Immune checkpoint inhibitor-related myocarditis: current understanding and potential diagnostic and therapeutic strategies
- PMID: 37647330
- PMCID: PMC10530188
- DOI: 10.1080/14740338.2023.2254218
Immune checkpoint inhibitor-related myocarditis: current understanding and potential diagnostic and therapeutic strategies
Abstract
Introduction: Myocarditis associated with immune checkpoint inhibitors presents with an often-severe clinical phenotype with arrhythmias and concurrent myositis. This condition tends to occur early after treatment onset and is associated with a high fatality rate. Diagnosis may be challenging, and treatment algorithms are still evolving.

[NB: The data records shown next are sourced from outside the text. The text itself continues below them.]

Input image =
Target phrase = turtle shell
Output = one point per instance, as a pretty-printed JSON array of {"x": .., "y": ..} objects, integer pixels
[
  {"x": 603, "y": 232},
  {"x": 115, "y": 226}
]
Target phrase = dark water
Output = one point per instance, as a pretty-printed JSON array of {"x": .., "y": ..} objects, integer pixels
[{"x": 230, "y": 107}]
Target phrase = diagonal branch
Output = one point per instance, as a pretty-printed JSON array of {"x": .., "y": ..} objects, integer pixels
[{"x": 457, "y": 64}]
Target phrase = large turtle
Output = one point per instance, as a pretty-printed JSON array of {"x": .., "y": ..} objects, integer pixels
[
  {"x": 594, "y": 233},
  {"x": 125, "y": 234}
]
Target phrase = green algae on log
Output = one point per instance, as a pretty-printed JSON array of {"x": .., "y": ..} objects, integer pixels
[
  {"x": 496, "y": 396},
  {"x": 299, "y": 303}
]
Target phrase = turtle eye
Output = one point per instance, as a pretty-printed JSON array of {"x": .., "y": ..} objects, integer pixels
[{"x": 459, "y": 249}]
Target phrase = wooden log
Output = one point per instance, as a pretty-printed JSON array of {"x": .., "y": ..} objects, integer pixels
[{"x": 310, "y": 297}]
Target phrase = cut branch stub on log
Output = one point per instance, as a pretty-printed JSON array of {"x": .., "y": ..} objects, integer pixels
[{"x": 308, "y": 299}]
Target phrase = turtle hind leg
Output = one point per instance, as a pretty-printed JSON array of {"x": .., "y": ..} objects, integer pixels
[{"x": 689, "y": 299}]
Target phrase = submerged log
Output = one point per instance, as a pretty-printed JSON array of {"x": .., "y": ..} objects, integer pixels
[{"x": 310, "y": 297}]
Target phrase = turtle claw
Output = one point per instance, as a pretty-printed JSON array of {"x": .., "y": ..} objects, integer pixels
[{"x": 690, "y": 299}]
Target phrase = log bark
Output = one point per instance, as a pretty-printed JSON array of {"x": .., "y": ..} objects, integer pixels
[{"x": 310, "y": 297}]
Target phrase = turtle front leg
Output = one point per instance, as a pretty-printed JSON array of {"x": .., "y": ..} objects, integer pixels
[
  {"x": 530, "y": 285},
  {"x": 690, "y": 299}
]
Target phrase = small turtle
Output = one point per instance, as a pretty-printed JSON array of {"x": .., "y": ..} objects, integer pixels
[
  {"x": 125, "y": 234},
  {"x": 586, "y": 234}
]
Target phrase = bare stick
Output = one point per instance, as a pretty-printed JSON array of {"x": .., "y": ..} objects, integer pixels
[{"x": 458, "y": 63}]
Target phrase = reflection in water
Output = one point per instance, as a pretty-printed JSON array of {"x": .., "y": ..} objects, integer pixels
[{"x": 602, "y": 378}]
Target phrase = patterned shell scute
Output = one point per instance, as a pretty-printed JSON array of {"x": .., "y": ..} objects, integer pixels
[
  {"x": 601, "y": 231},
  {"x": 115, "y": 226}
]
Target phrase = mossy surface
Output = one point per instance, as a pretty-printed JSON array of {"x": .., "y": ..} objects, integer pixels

Areas covered: This review will provide an overview of immune checkpoint inhibitor mechanism of action and how it relates to myocarditis pathophysiology, diagnostic algorithms and potential pitfalls, and emerging treatment approaches published until May 2023. We will focus on the state of the field and potential new directions in research and patient care. We will also provide consensus-based diagnostic and therapeutic algorithms endorsed by major societies.
Expert opinion: The field needs more evidence-based approaches to risk stratification so that therapy can be tailored toward less cardiotoxic alternatives in high-risk patients. For diagnostic and therapeutic approaches, data from animal models are unlikely to provide conclusive evidence given the complexity of the human immune system. We strongly invite practitioners in the field to contribute every case to the ongoing multicenter registries.
Keywords: ICI; Immune checkpoint inhibitors; cardiotoxicity; immune-related adverse events; immunotherapy; irAEs; myocarditis.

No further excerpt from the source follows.